Ultimately, it’s a way to improve both risk posture and operational efficiency. Done well, attack surface testing can pay for itself, not just in avoided breaches, but in hard savings too.
AST regularly identifies workloads left running in AWS, GCP or Azure that no longer serve a purpose. In a recent CyPro engagement, a retail brand identified 47 orphaned cloud assets, some of which had been incurring storage and compute costs for years. By consolidating these assets, the brand saved over £12,000 per annum.
Identify Inefficient Business Processes
Legacy access controls often reveal process inefficiencies. During one AST engagement, a healthcare provider’s Joiner-Mover-Leaver (JML) process was found to be non-functional: ex-employees retained VPN access for up to 18 months post-departure.
Not only was this a critical security gap, but it indicated a broken HR-IT process handoff. Fixing the root cause improved both security and organisational efficiency.
🎯 Conclusion
Traditional penetration testing alone no longer serves modern businesses. It ticks boxes but fails to reflect how attackers think or act. Even though attack surface assessments provide a broad overview, they have now shown their limitations by lacking essential context. A penetration test may tick the compliance box, but only attack surface testing provides real protection.

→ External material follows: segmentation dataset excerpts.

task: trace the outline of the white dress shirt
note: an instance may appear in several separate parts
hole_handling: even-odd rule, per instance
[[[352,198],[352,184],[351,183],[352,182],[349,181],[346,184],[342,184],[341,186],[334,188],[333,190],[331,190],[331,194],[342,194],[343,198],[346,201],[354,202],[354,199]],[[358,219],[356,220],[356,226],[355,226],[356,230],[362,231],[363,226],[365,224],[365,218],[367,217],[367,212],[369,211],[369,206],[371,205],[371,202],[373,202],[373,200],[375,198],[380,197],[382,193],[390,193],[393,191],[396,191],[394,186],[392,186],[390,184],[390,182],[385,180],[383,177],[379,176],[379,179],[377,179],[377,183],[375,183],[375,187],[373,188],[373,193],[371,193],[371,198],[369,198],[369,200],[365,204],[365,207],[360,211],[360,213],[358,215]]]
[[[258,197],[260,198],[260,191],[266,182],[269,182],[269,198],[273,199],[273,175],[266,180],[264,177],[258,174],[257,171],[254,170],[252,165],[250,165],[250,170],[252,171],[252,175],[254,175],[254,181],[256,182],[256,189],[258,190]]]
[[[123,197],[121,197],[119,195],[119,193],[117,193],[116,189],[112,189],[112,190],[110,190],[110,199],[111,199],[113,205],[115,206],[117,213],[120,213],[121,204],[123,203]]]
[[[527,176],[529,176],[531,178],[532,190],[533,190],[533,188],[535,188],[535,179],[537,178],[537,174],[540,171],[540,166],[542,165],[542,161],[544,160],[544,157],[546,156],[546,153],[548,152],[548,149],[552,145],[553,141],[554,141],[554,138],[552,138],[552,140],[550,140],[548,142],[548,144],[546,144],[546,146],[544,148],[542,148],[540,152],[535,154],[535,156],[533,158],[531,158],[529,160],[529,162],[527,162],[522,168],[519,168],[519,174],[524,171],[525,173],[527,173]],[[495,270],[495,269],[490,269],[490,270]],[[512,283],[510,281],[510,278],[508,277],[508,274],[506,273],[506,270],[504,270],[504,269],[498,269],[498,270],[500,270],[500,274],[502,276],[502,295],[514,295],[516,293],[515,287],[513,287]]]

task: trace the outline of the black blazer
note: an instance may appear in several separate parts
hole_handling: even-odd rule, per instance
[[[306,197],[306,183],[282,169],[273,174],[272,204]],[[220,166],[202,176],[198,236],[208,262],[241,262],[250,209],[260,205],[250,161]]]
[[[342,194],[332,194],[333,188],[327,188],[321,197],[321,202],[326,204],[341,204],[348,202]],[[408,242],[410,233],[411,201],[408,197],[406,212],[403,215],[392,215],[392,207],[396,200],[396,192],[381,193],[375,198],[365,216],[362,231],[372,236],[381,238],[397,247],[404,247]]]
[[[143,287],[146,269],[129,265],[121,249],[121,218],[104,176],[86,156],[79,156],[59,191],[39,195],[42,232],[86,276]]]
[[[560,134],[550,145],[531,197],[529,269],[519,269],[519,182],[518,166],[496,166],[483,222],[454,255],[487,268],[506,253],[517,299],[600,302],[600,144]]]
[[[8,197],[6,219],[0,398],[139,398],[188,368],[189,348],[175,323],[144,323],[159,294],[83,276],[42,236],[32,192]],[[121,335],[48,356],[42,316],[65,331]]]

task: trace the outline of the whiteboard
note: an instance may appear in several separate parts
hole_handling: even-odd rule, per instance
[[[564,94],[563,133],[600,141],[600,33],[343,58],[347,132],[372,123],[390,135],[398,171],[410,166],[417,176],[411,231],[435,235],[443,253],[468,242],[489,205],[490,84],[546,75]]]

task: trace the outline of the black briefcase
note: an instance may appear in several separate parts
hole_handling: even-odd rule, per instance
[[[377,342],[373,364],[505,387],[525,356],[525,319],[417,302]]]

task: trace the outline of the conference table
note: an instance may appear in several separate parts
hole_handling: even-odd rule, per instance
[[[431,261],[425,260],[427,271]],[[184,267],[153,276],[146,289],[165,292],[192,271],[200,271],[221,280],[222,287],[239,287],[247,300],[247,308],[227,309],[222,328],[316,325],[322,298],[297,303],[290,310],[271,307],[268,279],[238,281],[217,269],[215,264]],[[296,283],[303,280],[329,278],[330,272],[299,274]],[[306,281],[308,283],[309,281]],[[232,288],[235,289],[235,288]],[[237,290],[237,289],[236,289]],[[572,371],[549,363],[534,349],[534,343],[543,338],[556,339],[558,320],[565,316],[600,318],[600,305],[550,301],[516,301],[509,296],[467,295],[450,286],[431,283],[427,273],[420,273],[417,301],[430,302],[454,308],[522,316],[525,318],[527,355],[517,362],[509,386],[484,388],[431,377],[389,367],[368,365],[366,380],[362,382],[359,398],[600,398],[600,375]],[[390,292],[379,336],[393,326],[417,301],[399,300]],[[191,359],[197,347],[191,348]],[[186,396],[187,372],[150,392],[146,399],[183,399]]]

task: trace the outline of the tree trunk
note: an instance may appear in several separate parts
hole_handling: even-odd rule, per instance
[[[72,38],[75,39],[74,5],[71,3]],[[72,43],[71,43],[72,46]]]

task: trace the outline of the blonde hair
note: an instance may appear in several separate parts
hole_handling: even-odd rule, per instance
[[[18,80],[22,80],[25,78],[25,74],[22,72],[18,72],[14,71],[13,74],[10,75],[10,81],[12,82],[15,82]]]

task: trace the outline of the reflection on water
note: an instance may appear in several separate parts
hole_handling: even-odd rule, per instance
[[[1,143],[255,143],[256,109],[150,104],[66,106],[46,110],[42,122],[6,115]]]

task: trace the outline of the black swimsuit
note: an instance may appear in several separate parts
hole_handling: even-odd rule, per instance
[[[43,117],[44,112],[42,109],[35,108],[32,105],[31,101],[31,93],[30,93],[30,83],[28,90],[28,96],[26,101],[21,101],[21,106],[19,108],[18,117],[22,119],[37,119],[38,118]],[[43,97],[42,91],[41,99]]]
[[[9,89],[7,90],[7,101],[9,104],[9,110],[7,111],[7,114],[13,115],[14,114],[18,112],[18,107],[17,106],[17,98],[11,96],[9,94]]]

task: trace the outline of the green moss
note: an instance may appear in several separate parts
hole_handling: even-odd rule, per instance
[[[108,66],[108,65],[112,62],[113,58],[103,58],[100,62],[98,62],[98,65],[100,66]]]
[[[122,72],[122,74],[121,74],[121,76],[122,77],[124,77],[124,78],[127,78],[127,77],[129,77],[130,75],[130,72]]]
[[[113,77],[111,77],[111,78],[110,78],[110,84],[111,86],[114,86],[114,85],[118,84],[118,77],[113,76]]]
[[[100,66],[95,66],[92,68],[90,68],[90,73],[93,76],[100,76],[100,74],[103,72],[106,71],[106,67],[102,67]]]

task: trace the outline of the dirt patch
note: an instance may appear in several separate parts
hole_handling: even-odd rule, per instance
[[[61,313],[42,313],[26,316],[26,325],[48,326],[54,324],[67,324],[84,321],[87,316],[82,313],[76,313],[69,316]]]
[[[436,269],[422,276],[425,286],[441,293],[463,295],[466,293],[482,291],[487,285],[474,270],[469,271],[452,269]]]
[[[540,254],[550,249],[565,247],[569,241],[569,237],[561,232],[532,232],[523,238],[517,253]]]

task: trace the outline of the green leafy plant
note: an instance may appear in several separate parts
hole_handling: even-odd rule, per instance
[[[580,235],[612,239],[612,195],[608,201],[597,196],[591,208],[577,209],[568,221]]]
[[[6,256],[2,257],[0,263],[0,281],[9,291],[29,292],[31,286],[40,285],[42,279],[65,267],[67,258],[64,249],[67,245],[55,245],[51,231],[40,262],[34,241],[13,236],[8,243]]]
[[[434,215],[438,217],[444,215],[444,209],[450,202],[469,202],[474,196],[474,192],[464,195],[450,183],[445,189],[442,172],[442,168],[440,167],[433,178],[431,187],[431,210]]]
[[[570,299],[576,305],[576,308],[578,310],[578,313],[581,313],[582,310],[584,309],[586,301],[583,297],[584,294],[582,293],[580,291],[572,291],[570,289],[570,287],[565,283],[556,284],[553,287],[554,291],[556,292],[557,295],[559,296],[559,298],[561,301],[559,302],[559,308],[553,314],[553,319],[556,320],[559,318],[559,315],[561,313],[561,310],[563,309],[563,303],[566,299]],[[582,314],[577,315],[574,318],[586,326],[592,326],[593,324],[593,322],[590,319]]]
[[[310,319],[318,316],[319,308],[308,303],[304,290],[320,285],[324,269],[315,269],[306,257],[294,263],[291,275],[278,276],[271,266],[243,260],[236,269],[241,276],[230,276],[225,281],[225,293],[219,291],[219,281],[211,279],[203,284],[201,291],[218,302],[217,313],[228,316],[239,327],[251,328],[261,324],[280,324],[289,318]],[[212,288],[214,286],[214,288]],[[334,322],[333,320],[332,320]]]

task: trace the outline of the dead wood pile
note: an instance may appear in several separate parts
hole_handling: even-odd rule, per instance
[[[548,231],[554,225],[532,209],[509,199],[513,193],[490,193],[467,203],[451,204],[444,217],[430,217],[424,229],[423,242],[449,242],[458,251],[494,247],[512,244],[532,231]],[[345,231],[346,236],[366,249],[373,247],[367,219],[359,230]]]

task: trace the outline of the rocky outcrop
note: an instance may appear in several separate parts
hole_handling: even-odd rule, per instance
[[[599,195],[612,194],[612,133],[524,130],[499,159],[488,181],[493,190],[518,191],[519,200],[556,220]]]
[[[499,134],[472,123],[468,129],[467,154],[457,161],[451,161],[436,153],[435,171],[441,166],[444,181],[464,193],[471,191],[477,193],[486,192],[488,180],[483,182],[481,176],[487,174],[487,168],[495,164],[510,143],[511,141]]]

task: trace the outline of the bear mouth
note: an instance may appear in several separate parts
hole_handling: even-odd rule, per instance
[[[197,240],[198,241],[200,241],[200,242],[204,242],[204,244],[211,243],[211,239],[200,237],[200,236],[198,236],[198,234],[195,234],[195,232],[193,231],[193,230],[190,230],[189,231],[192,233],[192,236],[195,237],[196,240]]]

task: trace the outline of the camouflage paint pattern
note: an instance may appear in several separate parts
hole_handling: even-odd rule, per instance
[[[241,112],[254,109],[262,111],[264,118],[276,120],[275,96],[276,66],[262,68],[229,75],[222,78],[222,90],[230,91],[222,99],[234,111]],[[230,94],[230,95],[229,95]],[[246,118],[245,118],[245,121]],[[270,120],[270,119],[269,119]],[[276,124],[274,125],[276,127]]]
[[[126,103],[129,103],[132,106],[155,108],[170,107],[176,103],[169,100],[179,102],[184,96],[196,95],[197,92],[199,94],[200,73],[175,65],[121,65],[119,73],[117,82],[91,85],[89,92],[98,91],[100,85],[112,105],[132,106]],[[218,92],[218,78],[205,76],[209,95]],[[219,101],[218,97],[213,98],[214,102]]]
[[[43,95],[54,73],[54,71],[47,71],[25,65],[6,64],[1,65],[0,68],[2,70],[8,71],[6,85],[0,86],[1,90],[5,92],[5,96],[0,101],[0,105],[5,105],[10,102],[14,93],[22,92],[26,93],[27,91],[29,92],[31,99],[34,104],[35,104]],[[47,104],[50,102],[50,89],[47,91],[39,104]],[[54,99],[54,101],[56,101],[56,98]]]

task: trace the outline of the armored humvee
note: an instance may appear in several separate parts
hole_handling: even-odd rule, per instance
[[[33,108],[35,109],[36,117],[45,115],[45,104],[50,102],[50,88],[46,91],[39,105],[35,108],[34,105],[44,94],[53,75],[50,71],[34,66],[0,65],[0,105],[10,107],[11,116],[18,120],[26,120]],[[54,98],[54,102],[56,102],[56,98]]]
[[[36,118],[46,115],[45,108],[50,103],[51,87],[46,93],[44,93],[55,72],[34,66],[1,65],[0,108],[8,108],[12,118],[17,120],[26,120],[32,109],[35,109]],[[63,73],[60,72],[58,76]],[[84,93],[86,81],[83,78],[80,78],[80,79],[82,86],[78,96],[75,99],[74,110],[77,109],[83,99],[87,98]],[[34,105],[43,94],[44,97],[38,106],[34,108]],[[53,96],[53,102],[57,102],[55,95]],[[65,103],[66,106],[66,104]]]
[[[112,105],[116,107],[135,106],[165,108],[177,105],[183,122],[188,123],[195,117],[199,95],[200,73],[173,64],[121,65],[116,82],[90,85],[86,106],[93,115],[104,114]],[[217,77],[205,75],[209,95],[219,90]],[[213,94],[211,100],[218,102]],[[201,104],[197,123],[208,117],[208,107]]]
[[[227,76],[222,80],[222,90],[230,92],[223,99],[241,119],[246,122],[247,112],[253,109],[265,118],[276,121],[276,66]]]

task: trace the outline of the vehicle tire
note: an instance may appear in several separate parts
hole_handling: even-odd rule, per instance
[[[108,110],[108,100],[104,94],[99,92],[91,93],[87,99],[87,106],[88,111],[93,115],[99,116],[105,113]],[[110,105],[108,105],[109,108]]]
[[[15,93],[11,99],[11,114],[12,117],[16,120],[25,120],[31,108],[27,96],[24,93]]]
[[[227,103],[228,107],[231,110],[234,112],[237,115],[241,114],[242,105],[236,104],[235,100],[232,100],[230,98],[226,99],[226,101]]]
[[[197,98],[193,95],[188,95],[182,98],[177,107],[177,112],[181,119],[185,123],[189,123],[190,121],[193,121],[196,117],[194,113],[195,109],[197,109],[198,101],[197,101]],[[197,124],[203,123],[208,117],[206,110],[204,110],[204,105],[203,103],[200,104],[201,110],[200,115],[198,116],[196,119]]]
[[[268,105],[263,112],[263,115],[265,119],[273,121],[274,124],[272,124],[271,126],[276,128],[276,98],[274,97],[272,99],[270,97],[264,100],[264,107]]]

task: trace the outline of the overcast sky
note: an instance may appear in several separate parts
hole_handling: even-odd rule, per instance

Attack surface testing is the answer: a full-spectrum, human-led service that delivers real insight and real protection.
👉 Contact CyPro today to see your attack surface the way attackers do.
💬 FAQ
What is an attack surface assessment vs penetration test?
Pen testing targets specific areas of a system for vulnerabilities, usually defined by scope. A penetration test can reveal weaknesses in the chosen environment, but it won’t show the full picture. By contrast, an attack surface assessment looks more broadly at what’s visible externally, though it is often limited to automated scans.
How to choose a quality attack surface assessment provider?
Look for providers that use human analysts alongside tooling, offer contextualised reports and cover all five layers of the attack surface, not just your network perimeter.
How often should I do an attack surface assessment?
At least quarterly, or whenever major architectural or operational changes are made (e.g. new acquisitions, product launches, migrations). In between, a penetration test may still be required for compliance or targeted validation, but it should not be your only line of assurance.
What’s the cost of a service-led model vs tool-only?
Tool-only assessments can cost as little as £2,000–£5,000 but deliver limited value. Service-led ASTs may range from £5,000–£20,000 depending on scope, but with significantly more impact and long-term ROI. The commercial savings from a service based approach can be up to 4-5 times the original cost of the AST exercise.